Biden toured cancer research labs on Duke’s campus and held a roundtable discussion to promote the White House’s new cancer “Moonshot” initiative, which President Barack Obama announced in his 2016 State of the Union address.

“Almost everyone in the world has a family member who has had a brush with, or a loss, as a consequence of cancer,” he said.

Biden’s son, Beau, died of brain cancer in 2015. The vice president has since assembled a task force with a goal to further research for a cure, which includes a $1 billion initiative from the White House.

“I believe that we need an absolute national commitment to end cancer as we know it,” Biden said.

There was discussion at the roundtable about how to best utilize new advances in technology, to share research data, to push clinical trials and to encourage patient involvement.

“Much more has to be done, but I believe we can make much faster progress — as an outsider looking in with a different perspective — if we see greater collaboration, greater sharing of information,” Biden said.
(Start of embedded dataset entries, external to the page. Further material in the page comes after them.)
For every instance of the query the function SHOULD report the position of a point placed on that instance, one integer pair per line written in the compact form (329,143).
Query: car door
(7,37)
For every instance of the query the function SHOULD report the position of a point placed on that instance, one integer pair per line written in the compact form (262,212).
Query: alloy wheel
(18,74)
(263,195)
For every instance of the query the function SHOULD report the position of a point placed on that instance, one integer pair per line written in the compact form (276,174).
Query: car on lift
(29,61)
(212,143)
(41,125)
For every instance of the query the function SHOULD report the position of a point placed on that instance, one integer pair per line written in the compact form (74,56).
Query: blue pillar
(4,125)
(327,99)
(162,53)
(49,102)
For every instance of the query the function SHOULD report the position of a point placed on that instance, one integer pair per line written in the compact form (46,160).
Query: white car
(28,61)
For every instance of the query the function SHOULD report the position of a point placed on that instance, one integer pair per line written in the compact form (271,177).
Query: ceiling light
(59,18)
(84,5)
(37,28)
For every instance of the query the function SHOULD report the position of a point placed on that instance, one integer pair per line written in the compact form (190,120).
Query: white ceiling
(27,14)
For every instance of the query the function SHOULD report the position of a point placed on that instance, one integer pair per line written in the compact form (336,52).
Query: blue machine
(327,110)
Stephanie Wheeler, an assistant professor at UNC’s Gillings School of Global Public Health and a speaker at the roundtable, said early diagnosis with existing strategies is key to the vice president’s goals.

“(These strategies) are being underutilized by the poorest people, the minority populations, the rural populations of the country,” Wheeler said.

She said UNC’s project, the Integrated Cancer Information and Surveillance System, links statewide data with information showing cancer hot spots and discrepancies in areas of the state.

Niklaus Steiner, director of UNC’s Center for Global Initiatives, shared the story of his 15-year-old daughter, Sophie, who died of germ cell cancer. Steiner and his wife have since founded the Be Loud! Sophie Foundation, which focuses on caring for adolescent and young adult cancer patients at UNC Hospitals.

Steiner told Biden there’s a gap in the care for this age group of patients, who often find the children’s wing too juvenile and the adult side too depressing — something teens shouldn’t have to deal with.

“You’re struggling with your identity, trying to maintain your dignity, trying to find out who you are,” Steiner said. “And all of that is stripped away from you, and you just become a patient in a hospital.”

Biden said while everyone, including himself, has had experience with life, death and tragedy, the potential of those working toward a cure could do should give people hope.

He said his goal for the initiative was to make a decade’s worth of advancements in research within the next five years, forging a path toward an eventual cure.

Biden acknowledged some might consider the government “a bureaucratic stumbling block.”

“I promise you, I will clear the way — I promise you,” he said.